Researching neurodegenerative diseases often feels like an unwinnable battle against biology. Despite decades of effort, we still have no means for reversing the effects of these devastating disorders. Understandably, the lack of treatment options for a rapidly growing population has led to intensifying anxiety and frustration among patients who rely on scientific progress for their survival.
This pressure to find a cure can have mixed effects on drug development, a fact that was made clear during the closely watched approval process for two medications targeting neurodegenerative diseases: aducanumab and tofersen.
In 2021, the United States Food and Drug Administration (FDA) approved the use of aducanumab as a treatment for Alzheimer’s disease, disregarding significant doubts as to the drug’s efficacy.

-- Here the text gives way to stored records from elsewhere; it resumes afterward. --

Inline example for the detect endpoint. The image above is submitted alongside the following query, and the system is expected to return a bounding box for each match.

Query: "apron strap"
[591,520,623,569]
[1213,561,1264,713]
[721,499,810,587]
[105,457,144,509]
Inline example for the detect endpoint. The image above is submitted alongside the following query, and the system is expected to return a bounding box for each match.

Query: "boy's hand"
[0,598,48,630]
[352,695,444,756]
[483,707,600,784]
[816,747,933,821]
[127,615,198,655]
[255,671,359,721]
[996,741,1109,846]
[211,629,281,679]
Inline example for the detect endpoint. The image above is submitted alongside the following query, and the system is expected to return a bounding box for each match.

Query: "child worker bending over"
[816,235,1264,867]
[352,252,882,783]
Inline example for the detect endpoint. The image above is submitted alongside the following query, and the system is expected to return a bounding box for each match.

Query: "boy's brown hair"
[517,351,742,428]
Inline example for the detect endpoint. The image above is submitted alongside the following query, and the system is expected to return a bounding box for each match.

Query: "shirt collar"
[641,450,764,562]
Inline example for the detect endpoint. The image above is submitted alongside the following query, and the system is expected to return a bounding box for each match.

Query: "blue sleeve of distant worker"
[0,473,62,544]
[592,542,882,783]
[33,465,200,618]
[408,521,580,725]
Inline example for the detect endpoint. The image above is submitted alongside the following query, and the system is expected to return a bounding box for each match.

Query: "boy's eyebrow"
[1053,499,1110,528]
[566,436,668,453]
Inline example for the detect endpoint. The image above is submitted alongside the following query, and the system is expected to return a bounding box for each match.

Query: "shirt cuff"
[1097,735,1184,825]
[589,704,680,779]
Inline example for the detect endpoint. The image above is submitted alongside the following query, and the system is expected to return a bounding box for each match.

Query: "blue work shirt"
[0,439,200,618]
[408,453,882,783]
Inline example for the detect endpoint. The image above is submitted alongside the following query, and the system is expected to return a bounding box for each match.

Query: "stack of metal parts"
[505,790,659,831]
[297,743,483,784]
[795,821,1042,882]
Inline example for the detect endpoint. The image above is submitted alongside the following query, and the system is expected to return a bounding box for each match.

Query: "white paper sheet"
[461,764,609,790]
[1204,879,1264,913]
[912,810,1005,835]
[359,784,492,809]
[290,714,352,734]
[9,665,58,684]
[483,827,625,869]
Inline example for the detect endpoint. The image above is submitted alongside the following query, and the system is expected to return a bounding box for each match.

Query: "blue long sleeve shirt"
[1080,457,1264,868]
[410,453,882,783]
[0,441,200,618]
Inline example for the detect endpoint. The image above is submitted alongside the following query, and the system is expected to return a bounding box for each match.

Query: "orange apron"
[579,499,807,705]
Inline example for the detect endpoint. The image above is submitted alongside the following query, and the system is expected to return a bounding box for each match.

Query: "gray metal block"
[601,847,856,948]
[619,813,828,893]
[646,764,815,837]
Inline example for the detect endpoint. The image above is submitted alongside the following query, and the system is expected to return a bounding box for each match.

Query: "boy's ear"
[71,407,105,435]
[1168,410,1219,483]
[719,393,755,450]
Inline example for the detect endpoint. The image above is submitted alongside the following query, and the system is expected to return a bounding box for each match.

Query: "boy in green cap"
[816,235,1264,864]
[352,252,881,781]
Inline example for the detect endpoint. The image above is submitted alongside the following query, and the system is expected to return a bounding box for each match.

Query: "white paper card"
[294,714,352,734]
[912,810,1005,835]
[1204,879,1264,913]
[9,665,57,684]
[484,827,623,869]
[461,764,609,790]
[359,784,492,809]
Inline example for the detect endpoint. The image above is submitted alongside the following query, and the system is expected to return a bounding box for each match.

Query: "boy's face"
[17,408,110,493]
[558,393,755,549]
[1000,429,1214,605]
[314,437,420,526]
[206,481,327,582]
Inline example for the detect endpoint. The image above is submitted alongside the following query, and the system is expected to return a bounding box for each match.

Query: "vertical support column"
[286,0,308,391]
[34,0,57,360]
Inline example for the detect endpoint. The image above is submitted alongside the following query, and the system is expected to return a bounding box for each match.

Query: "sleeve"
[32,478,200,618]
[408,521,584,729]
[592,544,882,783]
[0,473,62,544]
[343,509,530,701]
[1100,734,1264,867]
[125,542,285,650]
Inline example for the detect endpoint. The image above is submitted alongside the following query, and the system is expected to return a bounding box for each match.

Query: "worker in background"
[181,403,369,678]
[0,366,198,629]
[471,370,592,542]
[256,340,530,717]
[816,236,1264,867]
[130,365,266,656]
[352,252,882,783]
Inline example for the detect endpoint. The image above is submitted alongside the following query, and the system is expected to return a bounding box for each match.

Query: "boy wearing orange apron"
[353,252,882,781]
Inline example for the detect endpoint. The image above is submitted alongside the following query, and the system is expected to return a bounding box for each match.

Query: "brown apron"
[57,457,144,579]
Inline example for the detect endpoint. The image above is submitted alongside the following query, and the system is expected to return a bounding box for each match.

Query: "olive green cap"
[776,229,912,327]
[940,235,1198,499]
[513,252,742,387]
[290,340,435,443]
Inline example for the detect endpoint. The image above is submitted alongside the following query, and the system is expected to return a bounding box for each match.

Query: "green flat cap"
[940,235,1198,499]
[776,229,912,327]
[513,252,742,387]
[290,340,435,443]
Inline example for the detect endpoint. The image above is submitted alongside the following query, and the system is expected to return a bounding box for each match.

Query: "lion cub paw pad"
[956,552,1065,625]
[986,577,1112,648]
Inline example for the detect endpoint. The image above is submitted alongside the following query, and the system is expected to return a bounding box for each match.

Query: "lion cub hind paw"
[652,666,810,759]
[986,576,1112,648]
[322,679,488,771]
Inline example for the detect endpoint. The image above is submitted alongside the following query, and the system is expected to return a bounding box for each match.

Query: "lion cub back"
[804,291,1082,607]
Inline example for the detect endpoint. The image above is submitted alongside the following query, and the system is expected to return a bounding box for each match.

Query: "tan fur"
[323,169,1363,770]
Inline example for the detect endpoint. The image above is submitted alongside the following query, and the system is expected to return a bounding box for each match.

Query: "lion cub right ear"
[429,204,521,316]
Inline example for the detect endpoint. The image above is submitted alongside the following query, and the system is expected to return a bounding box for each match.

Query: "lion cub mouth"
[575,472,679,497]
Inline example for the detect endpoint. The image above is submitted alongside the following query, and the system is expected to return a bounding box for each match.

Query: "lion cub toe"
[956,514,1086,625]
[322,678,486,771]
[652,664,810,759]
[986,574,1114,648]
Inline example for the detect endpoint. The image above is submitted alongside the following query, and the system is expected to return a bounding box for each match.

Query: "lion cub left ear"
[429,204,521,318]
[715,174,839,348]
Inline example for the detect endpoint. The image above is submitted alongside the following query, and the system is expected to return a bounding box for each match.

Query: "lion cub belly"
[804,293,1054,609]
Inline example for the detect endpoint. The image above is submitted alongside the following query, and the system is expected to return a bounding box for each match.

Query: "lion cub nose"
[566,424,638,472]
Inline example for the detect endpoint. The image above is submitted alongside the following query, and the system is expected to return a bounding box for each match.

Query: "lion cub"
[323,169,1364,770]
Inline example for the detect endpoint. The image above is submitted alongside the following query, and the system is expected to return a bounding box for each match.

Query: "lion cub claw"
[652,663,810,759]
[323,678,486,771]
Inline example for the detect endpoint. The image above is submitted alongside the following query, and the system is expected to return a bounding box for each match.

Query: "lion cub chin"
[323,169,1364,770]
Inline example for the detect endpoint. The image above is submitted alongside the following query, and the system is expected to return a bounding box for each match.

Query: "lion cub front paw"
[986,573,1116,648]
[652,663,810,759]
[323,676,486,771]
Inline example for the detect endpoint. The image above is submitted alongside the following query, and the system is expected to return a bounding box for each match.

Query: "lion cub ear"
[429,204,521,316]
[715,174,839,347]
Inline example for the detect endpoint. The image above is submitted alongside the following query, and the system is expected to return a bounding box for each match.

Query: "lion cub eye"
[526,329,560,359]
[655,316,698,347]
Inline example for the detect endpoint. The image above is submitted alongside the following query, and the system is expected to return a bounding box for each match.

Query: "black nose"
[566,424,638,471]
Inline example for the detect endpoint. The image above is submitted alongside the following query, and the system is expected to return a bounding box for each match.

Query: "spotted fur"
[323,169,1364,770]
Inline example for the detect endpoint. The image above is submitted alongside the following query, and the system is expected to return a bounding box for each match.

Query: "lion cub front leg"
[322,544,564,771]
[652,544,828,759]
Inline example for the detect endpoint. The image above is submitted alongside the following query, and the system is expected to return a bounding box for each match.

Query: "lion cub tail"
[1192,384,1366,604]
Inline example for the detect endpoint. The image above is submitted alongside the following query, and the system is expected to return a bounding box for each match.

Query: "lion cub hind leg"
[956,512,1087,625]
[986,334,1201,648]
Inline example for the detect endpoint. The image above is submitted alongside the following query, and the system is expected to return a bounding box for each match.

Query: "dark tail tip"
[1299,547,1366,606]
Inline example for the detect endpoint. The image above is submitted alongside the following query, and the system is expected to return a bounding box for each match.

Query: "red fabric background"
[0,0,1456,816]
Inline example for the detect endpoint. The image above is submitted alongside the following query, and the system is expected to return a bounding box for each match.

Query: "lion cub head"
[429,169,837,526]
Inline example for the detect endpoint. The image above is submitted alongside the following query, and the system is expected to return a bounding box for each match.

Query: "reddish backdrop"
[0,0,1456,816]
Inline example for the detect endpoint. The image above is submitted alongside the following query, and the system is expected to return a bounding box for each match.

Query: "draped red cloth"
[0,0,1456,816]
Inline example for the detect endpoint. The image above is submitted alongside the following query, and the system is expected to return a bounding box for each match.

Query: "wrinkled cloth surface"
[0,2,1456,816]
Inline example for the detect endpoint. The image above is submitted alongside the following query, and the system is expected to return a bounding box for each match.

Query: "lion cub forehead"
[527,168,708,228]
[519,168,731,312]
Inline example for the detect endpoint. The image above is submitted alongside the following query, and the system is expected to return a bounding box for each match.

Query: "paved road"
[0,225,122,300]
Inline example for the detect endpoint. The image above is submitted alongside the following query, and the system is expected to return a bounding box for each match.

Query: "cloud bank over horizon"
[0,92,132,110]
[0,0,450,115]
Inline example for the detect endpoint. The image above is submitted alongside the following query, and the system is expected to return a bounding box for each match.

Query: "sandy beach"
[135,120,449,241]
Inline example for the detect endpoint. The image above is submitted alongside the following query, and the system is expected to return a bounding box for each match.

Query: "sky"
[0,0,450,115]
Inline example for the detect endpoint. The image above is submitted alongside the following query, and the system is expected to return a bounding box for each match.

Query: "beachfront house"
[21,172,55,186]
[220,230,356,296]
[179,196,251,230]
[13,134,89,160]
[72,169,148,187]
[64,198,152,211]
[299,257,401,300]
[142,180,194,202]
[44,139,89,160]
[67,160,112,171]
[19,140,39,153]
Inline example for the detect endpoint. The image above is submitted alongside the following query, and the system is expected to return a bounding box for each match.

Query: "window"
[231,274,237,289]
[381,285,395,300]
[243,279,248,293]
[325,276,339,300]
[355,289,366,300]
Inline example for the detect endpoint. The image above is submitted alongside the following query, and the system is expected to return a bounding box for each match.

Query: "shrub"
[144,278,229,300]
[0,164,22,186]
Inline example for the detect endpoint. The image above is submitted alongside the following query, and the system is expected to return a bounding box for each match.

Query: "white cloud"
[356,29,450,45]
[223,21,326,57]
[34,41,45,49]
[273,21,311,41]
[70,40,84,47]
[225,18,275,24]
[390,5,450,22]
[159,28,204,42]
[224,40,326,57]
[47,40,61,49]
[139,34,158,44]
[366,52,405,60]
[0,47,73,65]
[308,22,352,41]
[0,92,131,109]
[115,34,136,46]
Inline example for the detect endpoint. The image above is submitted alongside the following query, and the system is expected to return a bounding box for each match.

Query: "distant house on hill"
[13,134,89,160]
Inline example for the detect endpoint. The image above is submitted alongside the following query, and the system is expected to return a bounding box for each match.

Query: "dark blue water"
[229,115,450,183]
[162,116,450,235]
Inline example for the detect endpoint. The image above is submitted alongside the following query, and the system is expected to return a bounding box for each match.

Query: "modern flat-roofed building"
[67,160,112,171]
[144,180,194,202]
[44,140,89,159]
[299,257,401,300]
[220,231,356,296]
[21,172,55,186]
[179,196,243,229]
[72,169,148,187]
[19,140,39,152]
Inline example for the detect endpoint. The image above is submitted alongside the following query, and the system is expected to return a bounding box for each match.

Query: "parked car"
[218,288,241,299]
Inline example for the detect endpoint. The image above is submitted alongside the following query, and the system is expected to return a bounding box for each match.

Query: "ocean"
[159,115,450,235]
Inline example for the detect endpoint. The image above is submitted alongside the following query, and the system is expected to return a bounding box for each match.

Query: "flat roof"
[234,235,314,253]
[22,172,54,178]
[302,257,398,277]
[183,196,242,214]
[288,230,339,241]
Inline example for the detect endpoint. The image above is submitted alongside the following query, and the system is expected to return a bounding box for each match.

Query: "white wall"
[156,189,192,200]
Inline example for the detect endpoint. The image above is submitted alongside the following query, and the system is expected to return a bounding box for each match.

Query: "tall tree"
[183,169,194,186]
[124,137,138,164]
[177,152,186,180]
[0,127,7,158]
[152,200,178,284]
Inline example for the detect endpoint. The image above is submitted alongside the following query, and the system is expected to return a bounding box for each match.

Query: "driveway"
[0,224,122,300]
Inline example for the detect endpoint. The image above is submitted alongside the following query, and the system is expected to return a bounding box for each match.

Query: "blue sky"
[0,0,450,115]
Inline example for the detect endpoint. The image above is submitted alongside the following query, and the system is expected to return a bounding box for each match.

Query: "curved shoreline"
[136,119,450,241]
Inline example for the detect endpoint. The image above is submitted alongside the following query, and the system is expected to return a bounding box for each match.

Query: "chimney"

Aducanumab was tested in two Phase III trials, only one of which met its primary endpoint goals for success. Still, aducanumab was fast-tracked for approval, putting many physicians in an uncomfortable position. In a poll conducted in June of 2021, 87% of the physicians surveyed disagreed or strongly disagreed with the FDA’s decision, and nearly half expressed concern about being asked to prescribe an ineffective or potentially harmful drug to desperate patients willing to grasp at anything approximating hope. To some, the approval of aducanumab did not represent a major milestone for patients, but rather a cynical manipulation of the health care system for personal profit.
Sometimes, though, a clinical trial fails not on the merits of the drug being tested, but because of a miscalibrated trial design; such was the case with tofersen. A treatment for amyotrophic lateral sclerosis (ALS), tofersen, like aducanumab, did not initially meet its primary endpoints within the timeframe of the trial. However, the Phase III data were encouraging, leading to an open-label extension (OLE) lasting 52 weeks, almost twice the length of the original 28-week trial. In an OLE, all trial participants are given the option to take the active drug as opposed to the placebo. Over this longer time frame, tofersen provided significant benefit, and in April of this year, the medication was approved by the FDA. The FDA’s decision came after the ALS Association submitted a statement calling for tofersen’s accelerated approval, stating, “Our community cannot wait.”
Tofersen is not the only neurodegeneration-targeting drug to be granted an OLE, a trend that can be attributed in part to a strengthening sentiment that OLEs and other inclusively designed trials prioritize patients, allowing more people to have access to promising nascent therapeutics. Moving to a patient-focused model of research is a positive development, and it ought to extend beyond the clinic. For scientists in the lab, contact with patients reinforces the real-world impact of their research. More importantly, though, increasing communication between researchers and patients provides those suffering with the disease a sense of agency, demystifying the process of creating and evaluating the medicines they may one day be taking.